Take the poem “Toward” as an example. It is a marvel of craft: a seemingly straightforward love poem centered around different modes of transportation that could be used to carry the speaker to his lover, it is organized by complex repetition. The phrase “towards you” is used ten times in thirty-three lines. Each time, the urgency of the poem’s movement is increased. The poem’s own movement towards its resolution becomes the reader’s obsession the way the lover is the speaker’s. Lux capitalizes on this sense of urgency beautifully by concentrating the anaphora near the end of the poem. The first half of the poem contains only three of the ten repetitions; the last half contains seven, often coming very close to each other, as in “Towards you more oxygen / each breath, towards you” (21-22) or, four lines from the end, “run two towards you, towards you” (30).

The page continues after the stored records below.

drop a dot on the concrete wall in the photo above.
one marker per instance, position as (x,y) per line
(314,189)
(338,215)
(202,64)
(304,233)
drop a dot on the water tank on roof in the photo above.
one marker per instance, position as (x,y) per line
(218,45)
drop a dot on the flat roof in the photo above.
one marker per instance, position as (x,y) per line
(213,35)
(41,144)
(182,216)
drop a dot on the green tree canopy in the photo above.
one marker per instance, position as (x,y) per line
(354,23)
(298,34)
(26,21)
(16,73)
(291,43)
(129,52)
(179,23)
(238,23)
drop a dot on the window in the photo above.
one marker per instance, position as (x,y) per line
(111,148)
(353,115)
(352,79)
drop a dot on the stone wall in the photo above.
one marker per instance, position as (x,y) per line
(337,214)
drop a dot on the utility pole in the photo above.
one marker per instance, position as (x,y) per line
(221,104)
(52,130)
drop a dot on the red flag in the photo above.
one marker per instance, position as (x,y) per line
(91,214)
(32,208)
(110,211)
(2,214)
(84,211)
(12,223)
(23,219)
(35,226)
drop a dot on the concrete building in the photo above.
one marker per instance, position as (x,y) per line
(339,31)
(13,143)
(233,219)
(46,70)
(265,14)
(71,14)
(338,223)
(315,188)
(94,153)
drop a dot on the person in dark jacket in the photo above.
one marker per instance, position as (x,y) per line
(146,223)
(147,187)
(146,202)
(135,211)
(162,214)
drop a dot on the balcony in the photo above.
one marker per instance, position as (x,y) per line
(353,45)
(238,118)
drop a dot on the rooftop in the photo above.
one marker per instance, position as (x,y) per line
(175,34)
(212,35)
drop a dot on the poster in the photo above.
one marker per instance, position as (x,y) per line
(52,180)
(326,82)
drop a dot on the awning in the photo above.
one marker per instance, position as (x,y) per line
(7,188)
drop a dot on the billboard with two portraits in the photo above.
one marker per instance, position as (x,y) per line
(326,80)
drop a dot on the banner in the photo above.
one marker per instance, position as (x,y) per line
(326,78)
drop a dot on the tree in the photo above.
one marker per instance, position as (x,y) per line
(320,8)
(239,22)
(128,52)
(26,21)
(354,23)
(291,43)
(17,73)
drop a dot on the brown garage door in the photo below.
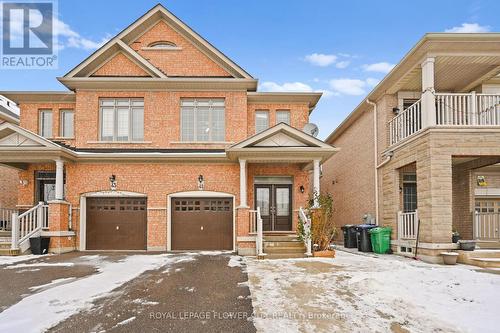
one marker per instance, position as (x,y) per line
(202,224)
(116,224)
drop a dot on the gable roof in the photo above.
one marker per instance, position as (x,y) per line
(140,26)
(280,135)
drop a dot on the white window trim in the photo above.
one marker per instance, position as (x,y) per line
(61,123)
(41,122)
(268,120)
(210,115)
(289,116)
(115,120)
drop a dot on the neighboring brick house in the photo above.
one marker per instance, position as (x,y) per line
(9,177)
(162,143)
(412,150)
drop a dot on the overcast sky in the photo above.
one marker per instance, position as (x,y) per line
(342,48)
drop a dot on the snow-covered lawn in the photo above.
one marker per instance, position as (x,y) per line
(355,293)
(58,300)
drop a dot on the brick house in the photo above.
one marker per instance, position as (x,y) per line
(8,176)
(160,143)
(420,144)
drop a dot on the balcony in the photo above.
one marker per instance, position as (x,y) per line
(451,109)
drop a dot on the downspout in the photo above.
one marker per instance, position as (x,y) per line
(375,156)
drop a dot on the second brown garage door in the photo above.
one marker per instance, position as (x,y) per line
(116,224)
(202,224)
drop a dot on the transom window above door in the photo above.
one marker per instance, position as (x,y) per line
(202,119)
(121,119)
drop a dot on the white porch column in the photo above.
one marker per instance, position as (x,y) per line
(316,174)
(428,99)
(243,183)
(59,180)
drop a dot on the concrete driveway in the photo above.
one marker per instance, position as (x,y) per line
(97,292)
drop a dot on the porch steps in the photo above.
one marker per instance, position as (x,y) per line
(5,244)
(483,258)
(283,247)
(488,244)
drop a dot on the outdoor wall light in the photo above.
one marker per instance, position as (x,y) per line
(112,182)
(201,183)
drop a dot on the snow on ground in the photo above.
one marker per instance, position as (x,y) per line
(9,260)
(40,311)
(355,293)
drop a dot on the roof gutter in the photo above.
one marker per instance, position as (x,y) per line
(375,157)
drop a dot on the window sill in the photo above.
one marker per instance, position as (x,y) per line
(120,142)
(201,142)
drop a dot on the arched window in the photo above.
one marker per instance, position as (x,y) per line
(162,45)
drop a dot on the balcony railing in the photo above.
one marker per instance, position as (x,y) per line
(406,123)
(452,109)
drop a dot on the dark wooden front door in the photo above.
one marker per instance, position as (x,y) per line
(275,202)
(202,224)
(116,224)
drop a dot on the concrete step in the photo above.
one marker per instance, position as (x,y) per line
(284,244)
(284,256)
(487,262)
(488,244)
(285,250)
(280,238)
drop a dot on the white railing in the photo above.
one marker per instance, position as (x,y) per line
(452,109)
(28,224)
(256,227)
(6,218)
(486,226)
(407,225)
(406,123)
(306,222)
(467,109)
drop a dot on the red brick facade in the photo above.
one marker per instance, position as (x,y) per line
(162,107)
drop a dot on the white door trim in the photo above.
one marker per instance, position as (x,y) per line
(103,194)
(197,194)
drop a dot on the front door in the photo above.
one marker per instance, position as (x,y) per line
(275,202)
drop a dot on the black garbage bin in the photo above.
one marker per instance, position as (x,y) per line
(350,238)
(39,245)
(364,241)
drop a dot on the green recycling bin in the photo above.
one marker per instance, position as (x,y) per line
(381,239)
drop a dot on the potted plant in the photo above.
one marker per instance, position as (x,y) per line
(323,229)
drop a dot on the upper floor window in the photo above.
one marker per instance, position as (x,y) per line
(202,119)
(283,116)
(121,119)
(67,123)
(163,45)
(46,123)
(261,120)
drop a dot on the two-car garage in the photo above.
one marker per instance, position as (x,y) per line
(196,223)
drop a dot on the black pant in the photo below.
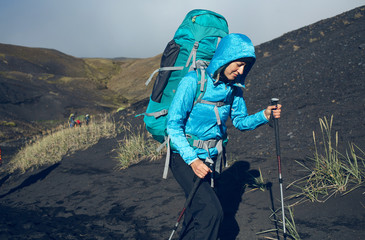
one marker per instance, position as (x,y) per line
(204,216)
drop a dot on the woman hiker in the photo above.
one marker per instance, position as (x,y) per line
(197,130)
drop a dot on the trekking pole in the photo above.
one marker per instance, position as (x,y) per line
(186,205)
(274,102)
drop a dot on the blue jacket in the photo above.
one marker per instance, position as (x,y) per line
(200,120)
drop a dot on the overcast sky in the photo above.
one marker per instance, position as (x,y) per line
(142,28)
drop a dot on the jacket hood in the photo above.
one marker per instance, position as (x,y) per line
(232,47)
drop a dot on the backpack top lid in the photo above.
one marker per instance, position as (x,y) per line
(200,23)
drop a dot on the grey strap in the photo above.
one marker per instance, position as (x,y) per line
(162,69)
(193,55)
(167,160)
(163,112)
(206,145)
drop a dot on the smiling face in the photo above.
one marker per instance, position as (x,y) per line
(234,69)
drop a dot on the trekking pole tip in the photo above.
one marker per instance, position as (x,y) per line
(274,101)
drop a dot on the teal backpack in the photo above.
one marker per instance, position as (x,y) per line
(191,49)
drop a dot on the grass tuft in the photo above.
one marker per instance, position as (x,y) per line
(136,147)
(330,172)
(51,147)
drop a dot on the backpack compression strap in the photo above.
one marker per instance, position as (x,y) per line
(162,69)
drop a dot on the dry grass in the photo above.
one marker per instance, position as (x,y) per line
(330,172)
(135,147)
(51,147)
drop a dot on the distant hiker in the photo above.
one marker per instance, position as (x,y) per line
(197,129)
(87,119)
(71,120)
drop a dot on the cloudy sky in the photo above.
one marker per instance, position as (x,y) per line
(142,28)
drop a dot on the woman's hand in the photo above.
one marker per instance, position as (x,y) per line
(199,168)
(276,110)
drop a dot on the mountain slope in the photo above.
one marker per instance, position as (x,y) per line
(85,197)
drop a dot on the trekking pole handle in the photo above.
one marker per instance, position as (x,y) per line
(274,102)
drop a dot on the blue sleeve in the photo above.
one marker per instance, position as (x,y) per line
(179,111)
(240,118)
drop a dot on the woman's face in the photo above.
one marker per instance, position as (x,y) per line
(234,69)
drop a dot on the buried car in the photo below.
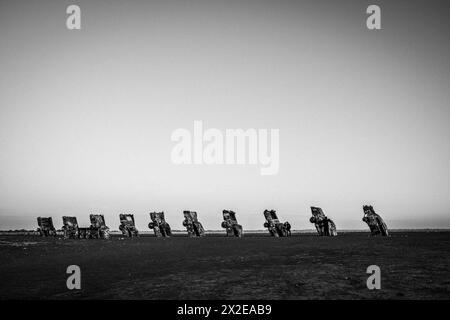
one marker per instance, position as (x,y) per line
(275,227)
(375,222)
(324,225)
(72,230)
(46,227)
(193,226)
(98,227)
(231,225)
(159,224)
(127,225)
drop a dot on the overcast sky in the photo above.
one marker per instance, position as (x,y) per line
(86,116)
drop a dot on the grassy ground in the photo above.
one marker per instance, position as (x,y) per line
(414,265)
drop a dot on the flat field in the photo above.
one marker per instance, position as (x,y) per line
(414,265)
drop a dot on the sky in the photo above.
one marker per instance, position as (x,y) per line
(86,116)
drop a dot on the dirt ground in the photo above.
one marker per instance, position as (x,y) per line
(414,265)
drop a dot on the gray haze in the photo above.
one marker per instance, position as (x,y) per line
(86,116)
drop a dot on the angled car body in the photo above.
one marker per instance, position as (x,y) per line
(275,227)
(193,226)
(324,225)
(375,222)
(159,225)
(230,224)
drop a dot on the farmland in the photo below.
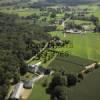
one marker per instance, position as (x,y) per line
(69,64)
(88,89)
(86,45)
(39,92)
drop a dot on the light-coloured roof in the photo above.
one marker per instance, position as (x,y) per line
(17,91)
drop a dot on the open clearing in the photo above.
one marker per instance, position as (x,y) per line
(69,64)
(84,45)
(88,89)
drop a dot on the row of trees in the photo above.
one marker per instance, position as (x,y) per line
(16,46)
(58,86)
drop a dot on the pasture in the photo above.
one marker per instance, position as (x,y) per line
(88,89)
(69,64)
(84,45)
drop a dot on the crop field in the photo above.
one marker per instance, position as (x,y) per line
(88,89)
(84,45)
(70,64)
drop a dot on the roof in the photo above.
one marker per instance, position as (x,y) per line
(17,91)
(28,84)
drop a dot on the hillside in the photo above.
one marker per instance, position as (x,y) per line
(24,3)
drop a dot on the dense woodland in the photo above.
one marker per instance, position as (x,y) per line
(16,46)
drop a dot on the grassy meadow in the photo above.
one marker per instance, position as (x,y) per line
(84,45)
(70,64)
(88,89)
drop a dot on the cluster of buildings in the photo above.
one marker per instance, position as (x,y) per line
(28,84)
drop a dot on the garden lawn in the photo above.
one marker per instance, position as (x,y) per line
(84,45)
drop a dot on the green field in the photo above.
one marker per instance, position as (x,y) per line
(20,11)
(70,64)
(88,89)
(84,45)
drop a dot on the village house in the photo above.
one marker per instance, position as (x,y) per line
(28,84)
(16,93)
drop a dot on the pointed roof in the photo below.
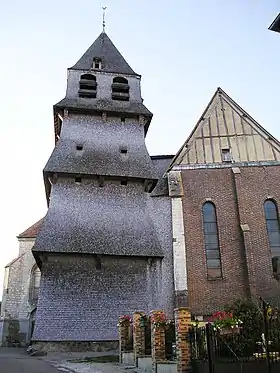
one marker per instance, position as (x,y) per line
(225,125)
(112,60)
(32,231)
(275,26)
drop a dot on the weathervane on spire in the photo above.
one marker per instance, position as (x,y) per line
(103,23)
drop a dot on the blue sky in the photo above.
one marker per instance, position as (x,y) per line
(183,49)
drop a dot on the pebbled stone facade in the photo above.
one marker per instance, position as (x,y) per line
(105,247)
(78,302)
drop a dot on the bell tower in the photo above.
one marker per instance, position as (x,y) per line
(98,249)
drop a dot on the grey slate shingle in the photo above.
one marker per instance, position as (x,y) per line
(112,60)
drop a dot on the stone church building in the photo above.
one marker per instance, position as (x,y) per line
(127,231)
(20,290)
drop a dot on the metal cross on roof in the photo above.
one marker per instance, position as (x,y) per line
(103,23)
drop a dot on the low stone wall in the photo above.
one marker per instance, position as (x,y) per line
(157,362)
(75,346)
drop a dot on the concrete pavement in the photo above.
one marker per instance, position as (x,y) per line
(15,360)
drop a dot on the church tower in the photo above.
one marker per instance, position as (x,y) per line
(103,251)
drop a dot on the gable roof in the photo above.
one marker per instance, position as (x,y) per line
(32,231)
(275,26)
(112,60)
(14,260)
(225,125)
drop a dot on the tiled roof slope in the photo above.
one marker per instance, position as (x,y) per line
(32,231)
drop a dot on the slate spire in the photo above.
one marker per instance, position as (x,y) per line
(111,59)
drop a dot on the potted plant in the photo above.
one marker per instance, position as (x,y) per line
(158,320)
(226,323)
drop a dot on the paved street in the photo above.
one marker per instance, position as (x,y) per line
(17,361)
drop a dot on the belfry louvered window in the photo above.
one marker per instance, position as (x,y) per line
(273,231)
(211,237)
(34,285)
(88,86)
(120,89)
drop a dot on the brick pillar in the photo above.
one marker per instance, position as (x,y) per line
(124,327)
(138,336)
(183,346)
(158,338)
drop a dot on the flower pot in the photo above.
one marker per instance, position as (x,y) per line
(229,331)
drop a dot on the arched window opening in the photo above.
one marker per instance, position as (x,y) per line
(88,86)
(34,284)
(273,231)
(120,89)
(211,237)
(97,63)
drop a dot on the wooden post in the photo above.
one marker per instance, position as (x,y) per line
(138,336)
(158,339)
(183,346)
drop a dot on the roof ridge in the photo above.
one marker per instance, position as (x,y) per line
(111,59)
(33,230)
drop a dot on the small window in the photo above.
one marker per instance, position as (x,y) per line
(120,89)
(226,155)
(273,231)
(211,238)
(96,63)
(35,278)
(88,86)
(98,264)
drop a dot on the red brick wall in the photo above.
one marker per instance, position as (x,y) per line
(254,185)
(207,296)
(236,196)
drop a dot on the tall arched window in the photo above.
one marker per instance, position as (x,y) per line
(273,231)
(211,237)
(34,286)
(88,86)
(120,89)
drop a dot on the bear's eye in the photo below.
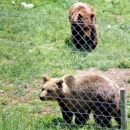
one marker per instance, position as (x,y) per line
(49,91)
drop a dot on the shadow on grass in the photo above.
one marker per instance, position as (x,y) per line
(69,43)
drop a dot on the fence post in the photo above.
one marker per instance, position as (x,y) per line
(123,109)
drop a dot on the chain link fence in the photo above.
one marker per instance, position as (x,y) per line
(61,38)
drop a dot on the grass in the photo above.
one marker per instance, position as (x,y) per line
(38,41)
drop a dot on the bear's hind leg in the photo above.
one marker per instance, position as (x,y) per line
(66,113)
(77,35)
(81,118)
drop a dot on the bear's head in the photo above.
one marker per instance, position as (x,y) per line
(56,88)
(82,17)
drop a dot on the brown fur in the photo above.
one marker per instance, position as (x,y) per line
(82,17)
(79,95)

In the case of the soundplay, too, the sheer exuberance of language dovetails with the unabashedly joyful declaration of love. In the opening sequence, where Lux describes a series of straightforward vehicles, he first begins to run the words together to increase movement, and then slips into alliteration: “on wheels—car, bus, cycle, truck, scooter, (roller) / skates, trolley, tram, tumbrel. / Towards you” (2-4). Although the middle of the poem contains more fantastic soundplay (“by a big rubberband, jumbo / airbus, on Dumbo’s / neck, one-seater copter” [11-13]), it’s the dialing down at the poem’s conclusion that catches me as a reader. Although the speaker never actually reaches his lover, he not only indicates that he is “on a sure course,” but uses a final list to describe the ultimate rest he will imminently achieve in union, with “harbor, origin, heart.” The music here is a complete turnaround from the irrepressibly nimble sounds prior to the resolution, and it slows the movement almost to a halt, suggesting an arrival. The five words in the final line—“towards you: harbor, origin, heart”—are linked by the repetition of the satisfying “r” sound, and by the mirroring words “harbor” and “heart.” I am as sensitive to sentimentality in poetry as any MFA grad worth their salt—which is exactly why it’s so moving to see it risked, vulnerably, and earned.

Lux turned his generous eye outward in poems, too. A piece like “I Love You Sweatheart” (always a showstopper at readings) takes a piece of misspelled highway graffiti and uses it to embody the highest impulses of love:

A man risked his life to write the words.
Love is like this at the bone, we hope, love
is like this, Sweetheart, all sore and dumb
and dangerous, ignited, blessed – always,
regardless, no exceptions,
always in blazing matters like these: blessed. (16-21)

And in “Triptych, Middle Panel Burning,” a poem about his childhood on a rural dairy farm, Lux opens with the image of his uncle grabbing his hand as a young boy and with the other hand touching an electric fence. The speaker, looking back, defends his uncle—even thanks him: “He / took the voltage first and besides / it only slaps and never burns” (5-7). A few lines later: “Thank you, Uncle. / You made sure I’d never murder—not / after they fried the guys who deserved it / in the movies” (17-20).

Lux was especially beloved to the Ploughshares community, as an alumnus of Emerson, then as faculty, and as a frequent guest editor. He was apparently as generous in these roles as his work would suggest. And 2017 seems a time when large-heartedness is needed more than ever. I don’t know if such a thing can be learned, but surely reading Lux’s poems would be one way to begin.